A vida dos poderosos burocratas do governo chinês agora se resume a isto: transporte solidário, relógios nacionais e restaurantes self-service.
Desde que se tornou o líder geral da China, o presidente Xi Jinping impôs uma forma de austeridade para os funcionários públicos, militares de alta patente e chefes do partido nas províncias, famosos pelos gastos desmedidos. Avisando a todos que o suborno e a ganância podem levar ao fim do governo comunista, Xi ordenou o fim dos banquetes elegantes financiados com o dinheiro dos contribuintes e dos subornos que frequentemente ganham a forma de bolsas Louis Vuitton embrulhadas para presente.

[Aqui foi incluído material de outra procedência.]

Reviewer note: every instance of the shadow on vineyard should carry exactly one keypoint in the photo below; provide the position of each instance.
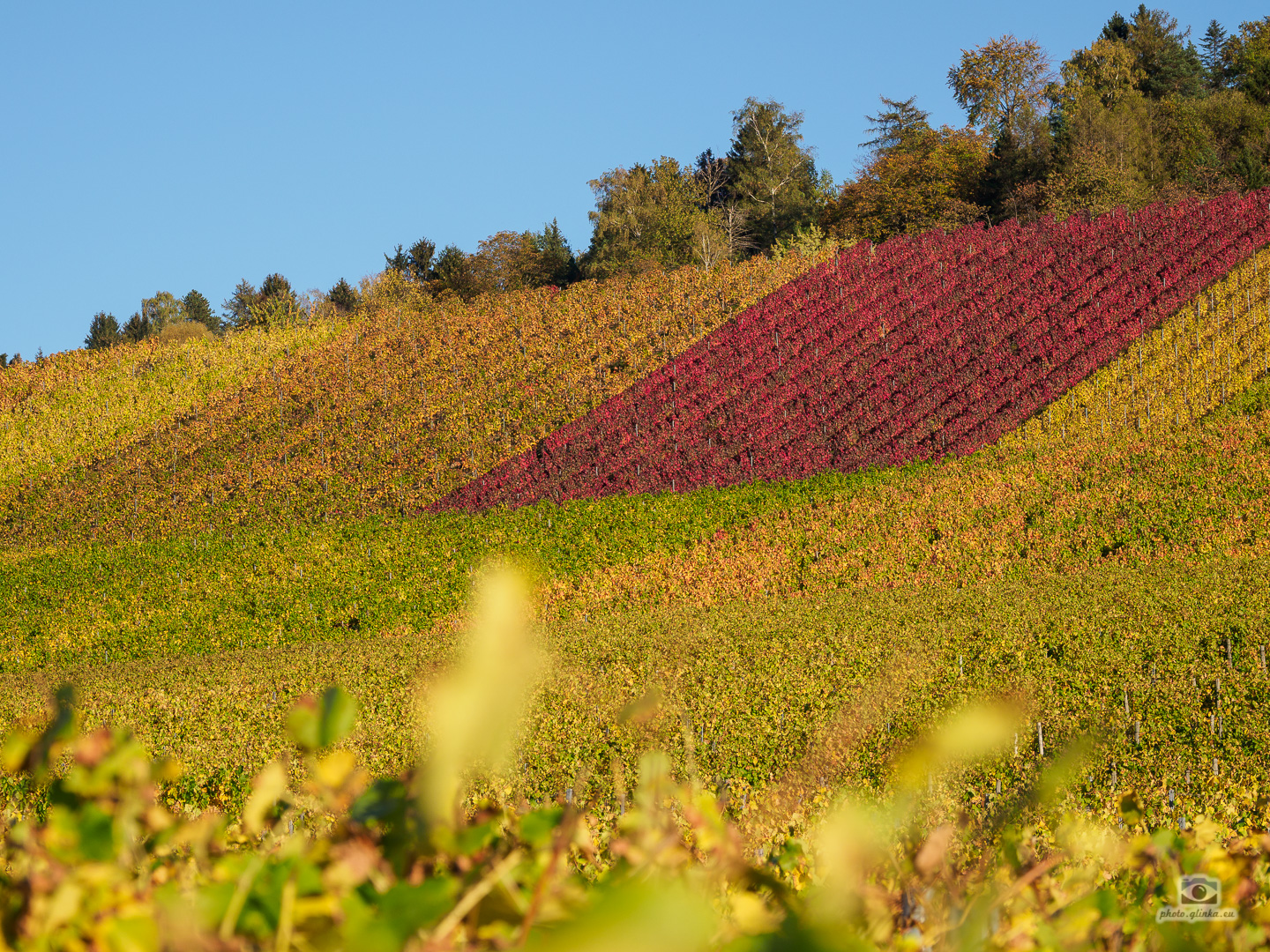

Enquanto o poder da elite da nação continua inconteste, os símbolos desse poder estão desaparecendo das vistas. Por enquanto, já não se veem mais as flores frescas e as cerimônias com tapetes vermelhos que eram realizadas para receber dignitários estrangeiros. Em março, autoridades militares que vieram ao Congresso Nacional do Povo foram instruídas a dividirem quartos de hotel e a trazerem suas próprias tolhas e roupas de cama.

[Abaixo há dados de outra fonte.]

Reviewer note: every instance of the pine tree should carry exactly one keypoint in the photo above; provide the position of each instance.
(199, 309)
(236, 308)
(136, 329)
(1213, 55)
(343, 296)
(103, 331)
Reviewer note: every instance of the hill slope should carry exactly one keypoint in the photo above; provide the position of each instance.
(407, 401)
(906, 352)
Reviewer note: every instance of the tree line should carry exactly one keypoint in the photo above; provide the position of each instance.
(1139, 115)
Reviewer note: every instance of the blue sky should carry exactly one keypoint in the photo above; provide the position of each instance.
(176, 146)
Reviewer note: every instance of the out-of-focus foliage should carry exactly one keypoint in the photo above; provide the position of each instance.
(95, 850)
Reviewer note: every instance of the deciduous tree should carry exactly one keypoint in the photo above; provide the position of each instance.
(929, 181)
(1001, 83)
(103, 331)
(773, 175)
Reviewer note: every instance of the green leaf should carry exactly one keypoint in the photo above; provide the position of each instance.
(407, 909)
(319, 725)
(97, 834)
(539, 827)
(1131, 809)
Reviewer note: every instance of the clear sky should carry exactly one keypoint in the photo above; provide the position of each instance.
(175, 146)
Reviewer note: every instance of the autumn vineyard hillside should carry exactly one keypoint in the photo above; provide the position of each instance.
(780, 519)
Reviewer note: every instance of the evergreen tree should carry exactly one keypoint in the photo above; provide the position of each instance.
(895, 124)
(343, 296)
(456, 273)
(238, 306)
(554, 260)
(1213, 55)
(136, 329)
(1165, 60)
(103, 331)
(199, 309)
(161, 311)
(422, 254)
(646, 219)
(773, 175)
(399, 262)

"O transporte solidário é muito bom, porque serve para conversarmos e nos conhecermos melhor, enquanto economizamos dinheiro e aumentamos a eficiência", afirmou um militar de alta patente ao jornal do Exército Popular de Libertação.
Entretanto, nem todo mundo adotou as mudanças. Em março, o principal órgão disciplinar do país dispensou seis funcionários, incluindo um líder regional do partido que gastou 63.000 dólares para entreter 80 colegas em um resort à beira mar, e uma autoridade municipal que comemorou a abertura do novo escritório administrativo com uma festa para 290 pessoas.

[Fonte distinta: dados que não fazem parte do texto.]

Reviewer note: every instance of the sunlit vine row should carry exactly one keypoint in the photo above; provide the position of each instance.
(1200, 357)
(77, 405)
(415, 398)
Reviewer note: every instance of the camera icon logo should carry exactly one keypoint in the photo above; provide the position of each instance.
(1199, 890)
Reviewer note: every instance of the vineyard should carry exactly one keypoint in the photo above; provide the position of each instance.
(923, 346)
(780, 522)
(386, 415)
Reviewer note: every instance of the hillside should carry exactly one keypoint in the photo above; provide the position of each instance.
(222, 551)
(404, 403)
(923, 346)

Até onde podemos ver, a moralização parece ser real, mas talvez não vejamos tão longe assim. Um ano depois do escândalo que levou à queda de um membro do Politburo, Bo Xilai, e a inúmeras reportagens sobre a corrupção pública, a campanha do presidente Xi parece servir para evitar as demonstrações de riqueza mais óbvias dos que estão no poder. O líder fez muito pouco para enfrentar a concentração de renda e de poder na economia estatizada da China, que permitiu que diversos membros da elite chinesa e suas famílias estendidas reunissem fortunas extravagantes.
Analistas destacam que até mesmo um passo modesto no sentido de acabar com a corrupção - uma proposta de regulamentação que exigiria que autoridades públicas revelassem sua renda - parece estar parada, destacando a resistência da elite a mudanças reais.
Wu Qiang, professor de ciências políticas na Universidade de Tsinghua, em Pequim, expressou dúvida em relação à campanha em prol da moderação, afirmando que isso servia para distrair o público do tipo de reforma política realmente necessária para tornar o governo mais confiável e transparente.
"Mais do que restringir os hábitos alimentares das pessoas, precisamos restringir o poder do partido. Caso contrário, isso não passa de uma farsa política", afirmou.
Ainda assim, Xi chamou atenção e ganhou elogios pelo código oficial de conduta de oito pontos, divulgado em janeiro deste ano. No texto, Xi afirmava que o governo combateria "tigres e moscas" com medidas anticorrupção fundamentais para recuperar a confiança do público.
"Se não acabarmos com tendências pouco saudáveis e permitirmos que elas se desenvolvam, construiremos um muro entre o partido e o povo, perderemos nossas raízes, nosso sangue e nossa força", afirmou Xi.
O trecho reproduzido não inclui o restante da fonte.